61ème Session de la Commission sur
les Droits de l'Homme
14
Mars - 22 Avril
2005
Frère du plus ancien détenu libanais
dans les prisons israeliennes
Samir Kontar
à
la Séance Plénière
Question 8: la question de
la violation des droits de l'homme dans les territoires arabes
occupés, y compris la Palestine
Co-parrainé
par:
NORD-SUD XXI
CENTRE DE REHABILITATION DE KHIAM
POUR LES VICTIMES DE
LA TORTURE
Geneve
23 Mars 2005
Mr. Le
Président,
Eminents
délégués,
Mesdames
et Messieurs,
C'est un
plaisir pour moi d'être devant la soixante et unième session de la Commission
des Droits de l'Homme des Nations-Unies pour parler de la question des détenus
libanais, palestiniens et arabes dans les prisons israéliennes, en
particulier du cas du plus ancien détenu libanais, mon frère Samir
Kontar qui, dans deux semaines, entamera sa 27ème année de détention, suite
à une des plus injustes condamnations à vie, à une peine de
542 ans et demi d'emprisonnement.
J'éprouve
un grand honneur mêlé de chagrin à parler devant le plus important
forum des droits de l'homme du cas de mon frère que je n'ai pas le
droit de voir depuis ma plus tendre enfance.
Mon
frère n'est pas un "terroriste" comme Israël essaie de le prétendre.

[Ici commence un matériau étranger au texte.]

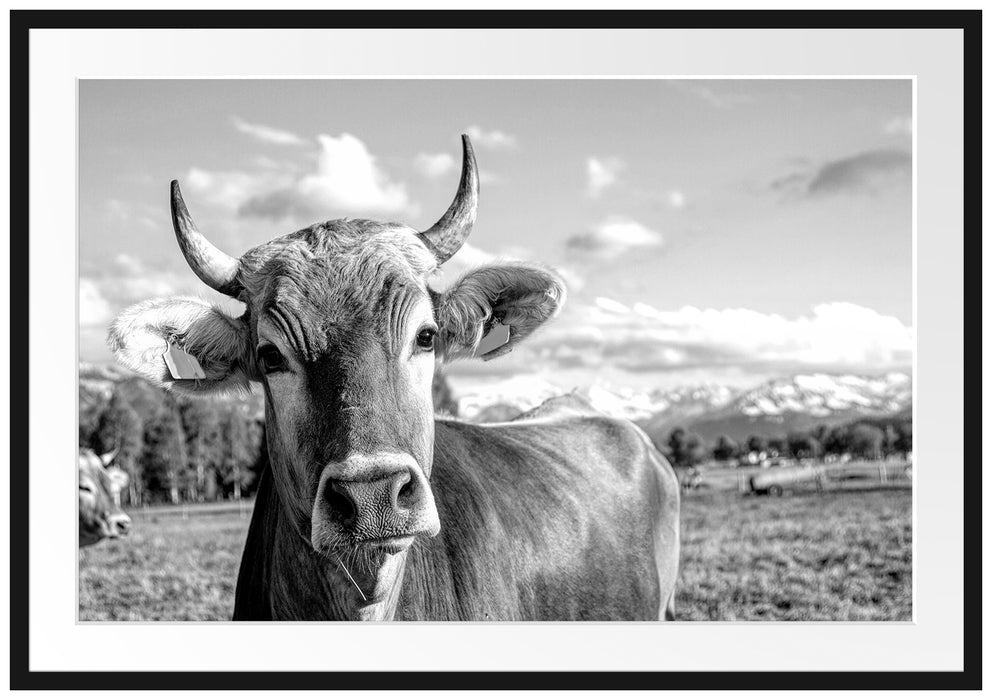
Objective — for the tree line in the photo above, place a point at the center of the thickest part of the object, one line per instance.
(865, 439)
(182, 449)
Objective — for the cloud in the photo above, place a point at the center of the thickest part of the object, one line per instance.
(614, 237)
(709, 93)
(106, 290)
(865, 172)
(898, 126)
(267, 134)
(434, 165)
(640, 338)
(493, 139)
(347, 180)
(602, 173)
(869, 172)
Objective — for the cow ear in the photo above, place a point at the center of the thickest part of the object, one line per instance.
(521, 297)
(142, 334)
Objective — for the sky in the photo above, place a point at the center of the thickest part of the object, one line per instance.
(709, 231)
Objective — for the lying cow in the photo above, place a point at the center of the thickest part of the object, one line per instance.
(373, 509)
(100, 515)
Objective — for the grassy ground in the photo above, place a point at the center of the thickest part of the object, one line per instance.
(839, 555)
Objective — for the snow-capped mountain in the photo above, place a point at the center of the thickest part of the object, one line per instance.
(824, 394)
(803, 402)
(776, 407)
(511, 397)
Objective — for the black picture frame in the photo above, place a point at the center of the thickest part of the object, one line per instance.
(22, 678)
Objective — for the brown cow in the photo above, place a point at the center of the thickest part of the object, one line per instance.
(373, 508)
(100, 515)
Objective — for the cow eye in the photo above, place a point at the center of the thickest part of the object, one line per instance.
(425, 338)
(271, 359)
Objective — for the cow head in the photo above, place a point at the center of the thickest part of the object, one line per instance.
(342, 329)
(100, 515)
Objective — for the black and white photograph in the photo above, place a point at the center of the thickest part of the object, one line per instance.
(526, 350)
(473, 349)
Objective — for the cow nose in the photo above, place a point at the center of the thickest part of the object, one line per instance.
(121, 524)
(396, 493)
(373, 499)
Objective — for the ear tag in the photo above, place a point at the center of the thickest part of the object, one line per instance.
(181, 364)
(497, 337)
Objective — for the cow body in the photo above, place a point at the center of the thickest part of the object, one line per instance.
(563, 515)
(372, 508)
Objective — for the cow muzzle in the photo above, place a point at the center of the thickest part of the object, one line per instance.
(382, 501)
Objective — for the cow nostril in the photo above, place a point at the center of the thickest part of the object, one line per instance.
(341, 503)
(403, 490)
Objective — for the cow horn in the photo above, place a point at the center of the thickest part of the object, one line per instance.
(216, 268)
(446, 236)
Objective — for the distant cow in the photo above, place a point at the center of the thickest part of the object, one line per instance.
(373, 508)
(100, 515)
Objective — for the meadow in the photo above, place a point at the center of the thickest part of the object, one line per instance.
(840, 554)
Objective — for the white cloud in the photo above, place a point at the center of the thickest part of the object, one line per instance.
(267, 134)
(94, 309)
(493, 139)
(898, 126)
(601, 173)
(230, 189)
(676, 199)
(434, 165)
(347, 180)
(611, 305)
(712, 93)
(613, 237)
(640, 337)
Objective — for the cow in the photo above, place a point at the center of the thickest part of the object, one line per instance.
(100, 514)
(372, 507)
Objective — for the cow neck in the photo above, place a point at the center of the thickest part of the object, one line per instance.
(311, 586)
(381, 588)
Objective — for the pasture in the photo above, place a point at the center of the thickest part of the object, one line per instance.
(836, 555)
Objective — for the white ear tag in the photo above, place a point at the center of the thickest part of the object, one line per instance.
(497, 337)
(181, 364)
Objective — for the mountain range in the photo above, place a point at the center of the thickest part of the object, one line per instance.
(774, 408)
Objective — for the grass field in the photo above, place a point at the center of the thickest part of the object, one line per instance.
(837, 555)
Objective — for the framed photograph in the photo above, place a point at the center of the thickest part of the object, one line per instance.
(546, 349)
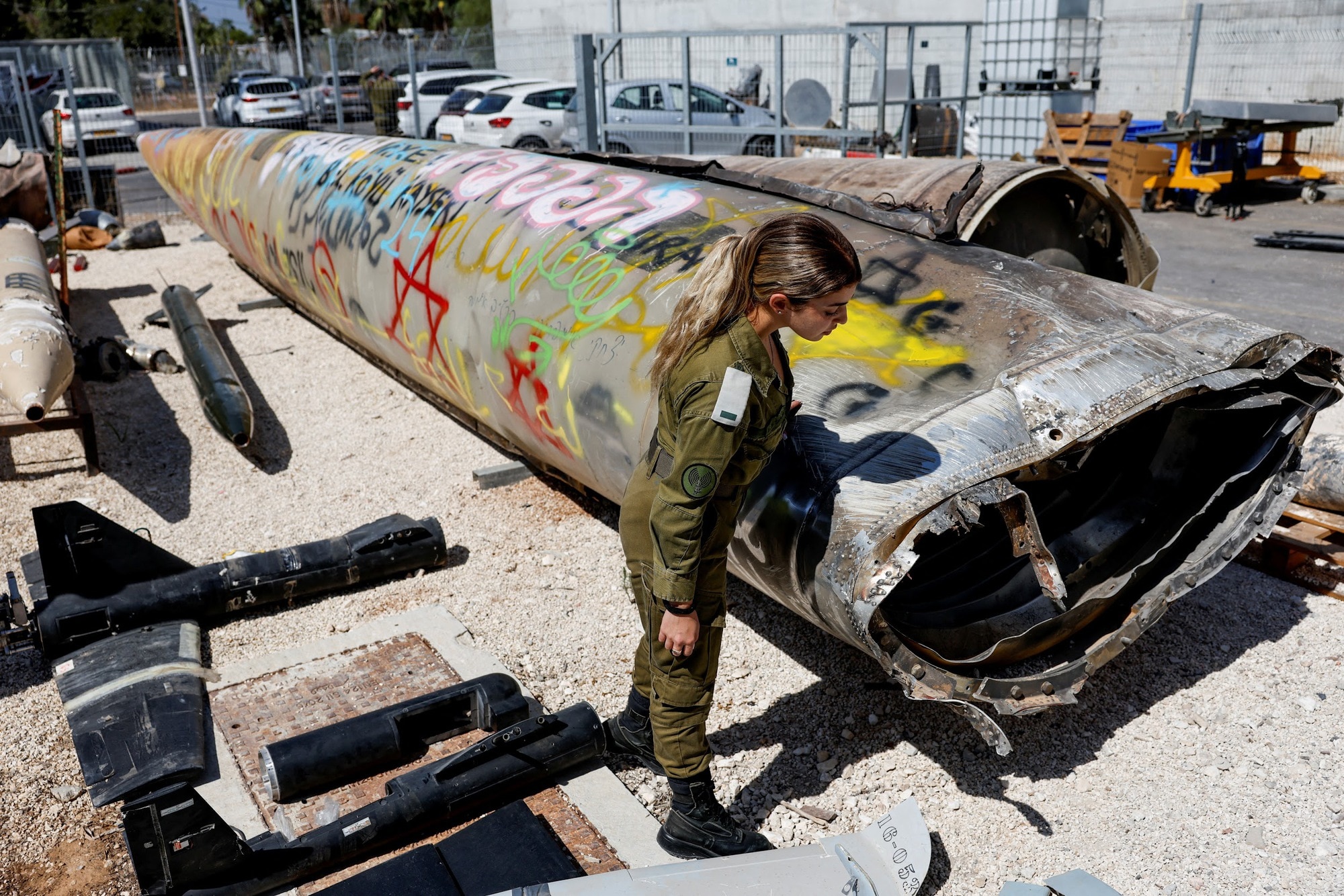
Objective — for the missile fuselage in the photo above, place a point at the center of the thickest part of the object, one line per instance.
(222, 394)
(37, 363)
(947, 502)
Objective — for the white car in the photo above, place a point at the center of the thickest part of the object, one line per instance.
(433, 88)
(450, 126)
(525, 118)
(103, 116)
(260, 103)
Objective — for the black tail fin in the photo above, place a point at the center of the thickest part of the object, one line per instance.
(85, 553)
(178, 842)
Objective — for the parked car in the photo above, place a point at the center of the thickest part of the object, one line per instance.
(433, 89)
(260, 103)
(450, 126)
(103, 116)
(304, 89)
(659, 101)
(525, 118)
(322, 97)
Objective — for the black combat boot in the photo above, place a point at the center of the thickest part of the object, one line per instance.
(700, 828)
(631, 734)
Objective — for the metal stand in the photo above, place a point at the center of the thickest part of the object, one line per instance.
(77, 414)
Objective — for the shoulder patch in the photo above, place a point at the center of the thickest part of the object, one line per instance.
(698, 480)
(733, 397)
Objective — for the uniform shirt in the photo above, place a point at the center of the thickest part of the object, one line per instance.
(713, 463)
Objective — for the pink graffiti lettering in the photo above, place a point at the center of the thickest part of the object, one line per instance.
(662, 202)
(489, 178)
(525, 190)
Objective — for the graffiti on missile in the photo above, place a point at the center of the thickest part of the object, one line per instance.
(509, 281)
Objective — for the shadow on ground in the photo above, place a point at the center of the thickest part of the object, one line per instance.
(139, 440)
(1241, 609)
(269, 449)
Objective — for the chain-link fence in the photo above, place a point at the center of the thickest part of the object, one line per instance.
(861, 91)
(1036, 56)
(162, 76)
(1286, 52)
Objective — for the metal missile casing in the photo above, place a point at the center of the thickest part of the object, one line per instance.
(150, 358)
(1052, 214)
(998, 463)
(179, 844)
(318, 761)
(37, 362)
(222, 394)
(97, 578)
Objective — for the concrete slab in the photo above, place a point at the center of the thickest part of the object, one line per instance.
(614, 812)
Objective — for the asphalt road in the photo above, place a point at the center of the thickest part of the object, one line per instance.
(1212, 263)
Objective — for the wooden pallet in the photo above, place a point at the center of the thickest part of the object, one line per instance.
(73, 413)
(1307, 547)
(1083, 140)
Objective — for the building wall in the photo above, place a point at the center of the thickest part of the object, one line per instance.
(1283, 52)
(1286, 50)
(537, 37)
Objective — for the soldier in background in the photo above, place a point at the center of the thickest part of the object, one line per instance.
(382, 93)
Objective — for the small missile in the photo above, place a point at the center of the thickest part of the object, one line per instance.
(93, 578)
(36, 358)
(149, 358)
(222, 396)
(179, 844)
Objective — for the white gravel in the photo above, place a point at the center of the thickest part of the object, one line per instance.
(1206, 760)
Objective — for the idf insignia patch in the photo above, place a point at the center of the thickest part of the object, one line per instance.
(698, 480)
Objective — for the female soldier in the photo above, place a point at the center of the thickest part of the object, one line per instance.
(725, 392)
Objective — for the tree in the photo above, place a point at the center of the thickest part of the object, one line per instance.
(274, 19)
(15, 21)
(139, 24)
(433, 15)
(224, 34)
(472, 14)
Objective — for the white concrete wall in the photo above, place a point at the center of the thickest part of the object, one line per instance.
(1249, 49)
(536, 37)
(1279, 52)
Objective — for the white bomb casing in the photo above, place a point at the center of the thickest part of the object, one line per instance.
(37, 362)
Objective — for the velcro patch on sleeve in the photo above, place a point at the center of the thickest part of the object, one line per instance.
(733, 398)
(700, 480)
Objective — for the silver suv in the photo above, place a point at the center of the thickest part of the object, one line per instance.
(659, 101)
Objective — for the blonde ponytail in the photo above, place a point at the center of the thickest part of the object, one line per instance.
(798, 255)
(717, 295)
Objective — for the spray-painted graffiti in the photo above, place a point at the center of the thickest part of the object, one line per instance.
(514, 284)
(530, 291)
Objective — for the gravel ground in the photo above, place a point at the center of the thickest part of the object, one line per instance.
(1204, 761)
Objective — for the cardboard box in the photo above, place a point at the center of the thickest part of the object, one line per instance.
(1131, 165)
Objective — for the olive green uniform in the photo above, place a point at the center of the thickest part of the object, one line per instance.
(382, 95)
(679, 515)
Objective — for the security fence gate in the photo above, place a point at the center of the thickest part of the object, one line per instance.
(866, 89)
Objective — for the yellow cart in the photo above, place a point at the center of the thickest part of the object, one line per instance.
(1228, 119)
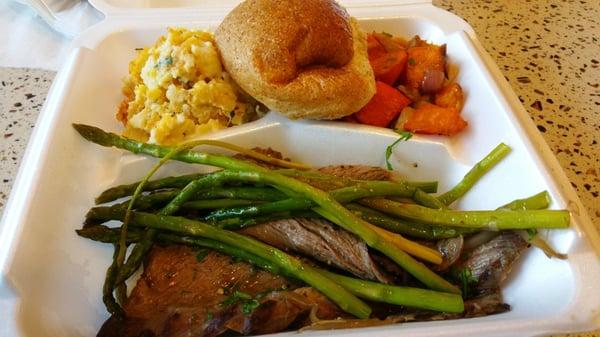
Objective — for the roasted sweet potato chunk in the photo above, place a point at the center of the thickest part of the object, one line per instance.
(450, 96)
(432, 119)
(422, 59)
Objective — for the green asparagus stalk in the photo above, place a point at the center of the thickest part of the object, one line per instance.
(492, 220)
(342, 195)
(424, 199)
(241, 222)
(288, 264)
(121, 191)
(187, 193)
(249, 172)
(110, 282)
(218, 203)
(481, 168)
(315, 177)
(248, 193)
(413, 229)
(406, 296)
(537, 201)
(158, 199)
(407, 262)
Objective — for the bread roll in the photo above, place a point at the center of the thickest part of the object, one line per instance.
(302, 58)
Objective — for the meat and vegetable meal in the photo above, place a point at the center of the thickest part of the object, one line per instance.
(266, 244)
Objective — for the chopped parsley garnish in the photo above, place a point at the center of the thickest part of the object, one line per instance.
(404, 136)
(247, 303)
(167, 61)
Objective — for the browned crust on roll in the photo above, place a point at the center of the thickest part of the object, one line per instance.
(302, 58)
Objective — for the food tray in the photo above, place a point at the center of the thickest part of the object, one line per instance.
(52, 279)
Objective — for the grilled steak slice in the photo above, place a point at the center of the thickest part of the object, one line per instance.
(451, 250)
(490, 263)
(358, 172)
(178, 295)
(322, 241)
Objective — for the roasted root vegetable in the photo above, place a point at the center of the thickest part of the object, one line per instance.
(387, 56)
(424, 59)
(384, 107)
(451, 96)
(432, 119)
(389, 67)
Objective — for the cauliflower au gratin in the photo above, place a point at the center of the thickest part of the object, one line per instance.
(177, 90)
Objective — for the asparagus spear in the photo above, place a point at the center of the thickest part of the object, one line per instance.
(493, 220)
(342, 195)
(121, 191)
(401, 226)
(289, 265)
(481, 168)
(249, 172)
(412, 297)
(315, 176)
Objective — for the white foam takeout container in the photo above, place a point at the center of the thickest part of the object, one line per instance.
(52, 279)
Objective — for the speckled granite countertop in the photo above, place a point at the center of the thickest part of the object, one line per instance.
(548, 50)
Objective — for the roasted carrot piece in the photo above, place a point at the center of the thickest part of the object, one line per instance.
(388, 67)
(450, 96)
(349, 119)
(421, 59)
(384, 107)
(390, 43)
(387, 56)
(432, 119)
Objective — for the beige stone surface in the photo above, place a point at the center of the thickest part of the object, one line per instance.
(549, 51)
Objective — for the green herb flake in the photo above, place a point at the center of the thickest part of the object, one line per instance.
(531, 232)
(249, 306)
(201, 254)
(466, 281)
(404, 136)
(167, 61)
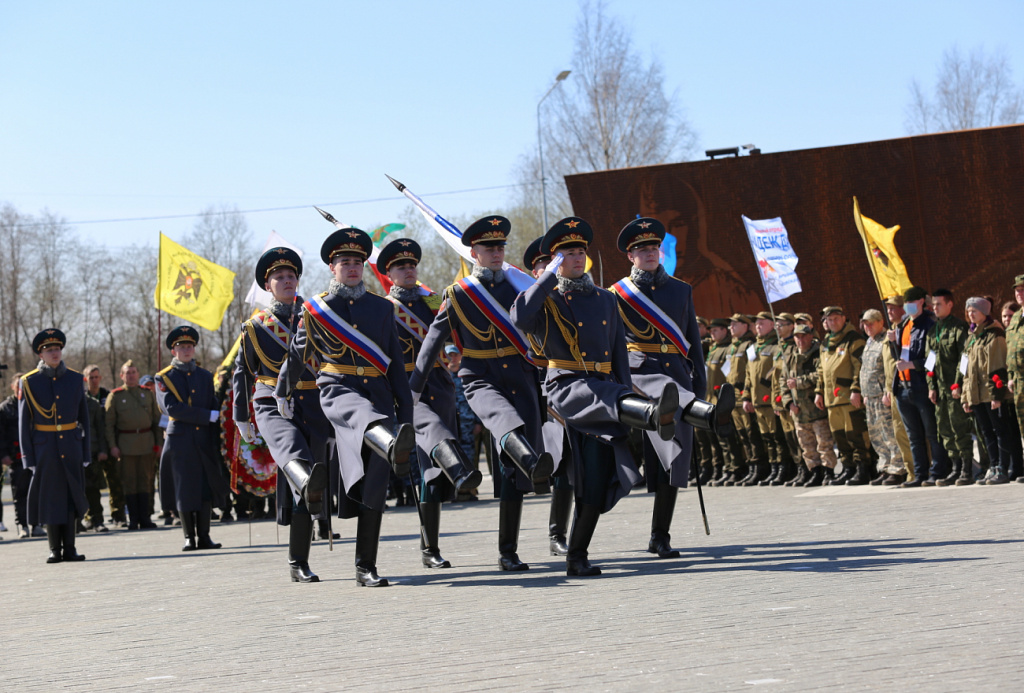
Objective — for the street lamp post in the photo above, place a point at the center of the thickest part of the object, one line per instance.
(540, 144)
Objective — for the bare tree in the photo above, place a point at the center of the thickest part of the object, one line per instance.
(971, 91)
(612, 112)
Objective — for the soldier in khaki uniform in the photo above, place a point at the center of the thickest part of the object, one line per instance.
(744, 423)
(799, 376)
(1015, 354)
(757, 396)
(728, 452)
(945, 340)
(839, 394)
(133, 435)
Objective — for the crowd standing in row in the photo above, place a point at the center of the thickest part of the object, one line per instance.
(578, 386)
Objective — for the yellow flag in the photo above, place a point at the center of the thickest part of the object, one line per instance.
(888, 268)
(190, 287)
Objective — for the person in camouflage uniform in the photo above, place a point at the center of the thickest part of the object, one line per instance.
(800, 380)
(757, 397)
(945, 340)
(838, 393)
(728, 452)
(743, 422)
(873, 386)
(1015, 354)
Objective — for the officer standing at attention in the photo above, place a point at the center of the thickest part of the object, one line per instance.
(589, 386)
(185, 393)
(444, 469)
(53, 433)
(664, 345)
(554, 432)
(499, 380)
(299, 444)
(133, 432)
(364, 389)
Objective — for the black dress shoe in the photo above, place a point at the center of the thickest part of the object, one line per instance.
(368, 577)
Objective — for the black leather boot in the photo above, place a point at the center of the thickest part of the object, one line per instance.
(650, 415)
(395, 447)
(520, 452)
(309, 480)
(203, 539)
(509, 516)
(558, 520)
(54, 532)
(68, 552)
(717, 418)
(967, 472)
(300, 536)
(452, 460)
(665, 507)
(772, 475)
(430, 515)
(188, 527)
(956, 464)
(584, 525)
(368, 536)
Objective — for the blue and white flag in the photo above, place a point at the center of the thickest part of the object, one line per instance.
(776, 261)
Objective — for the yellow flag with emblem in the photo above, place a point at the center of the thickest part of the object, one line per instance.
(887, 266)
(190, 287)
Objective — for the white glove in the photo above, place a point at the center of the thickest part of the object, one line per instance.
(285, 406)
(247, 431)
(555, 263)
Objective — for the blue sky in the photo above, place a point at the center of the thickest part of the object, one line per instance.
(123, 110)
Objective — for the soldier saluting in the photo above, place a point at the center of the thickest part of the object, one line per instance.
(184, 391)
(364, 389)
(498, 377)
(298, 444)
(53, 432)
(664, 344)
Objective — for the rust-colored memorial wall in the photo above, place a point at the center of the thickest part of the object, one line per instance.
(958, 199)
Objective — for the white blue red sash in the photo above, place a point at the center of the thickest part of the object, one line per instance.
(634, 298)
(279, 332)
(495, 312)
(346, 334)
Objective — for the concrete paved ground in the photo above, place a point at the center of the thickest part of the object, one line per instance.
(851, 589)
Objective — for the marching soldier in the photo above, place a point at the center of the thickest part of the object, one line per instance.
(554, 432)
(299, 444)
(444, 469)
(498, 378)
(364, 390)
(664, 346)
(758, 394)
(838, 392)
(747, 428)
(53, 433)
(589, 385)
(185, 393)
(133, 435)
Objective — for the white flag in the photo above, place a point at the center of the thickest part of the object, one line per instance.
(776, 261)
(257, 296)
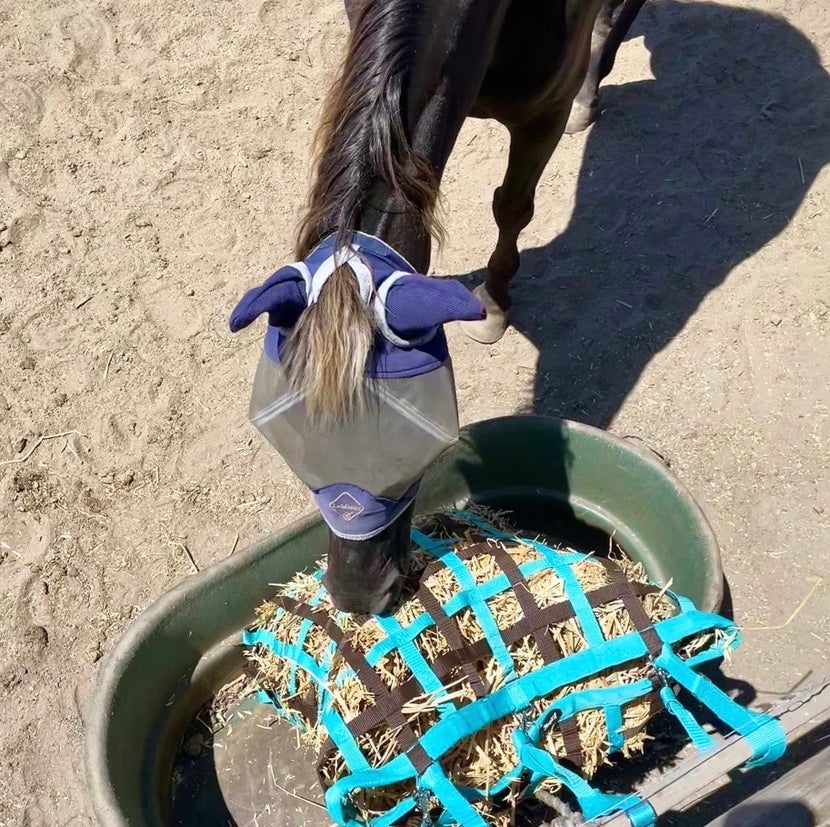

Samir Kontar est un citoyen libanais qui menait une vie paisible, jusqu'à
ce que la terre du Sud Liban soit sauvagement envahie en 1978, provoquant
la mort de femmes et d'enfants. Alors, répondant à sa conscience
humaniste, il
a rejoint la résistance afin de défendre son pays et son peuple,
ce que les Conventions Internationales affirment comme un droit pour
les populations dont la terre est sous occupation.
Samir
Kontar n'est pas un terroriste; les terroristes sont les leaders qui
affaiblissent les droits de l'homme au nom de la guerre contre le terrorisme.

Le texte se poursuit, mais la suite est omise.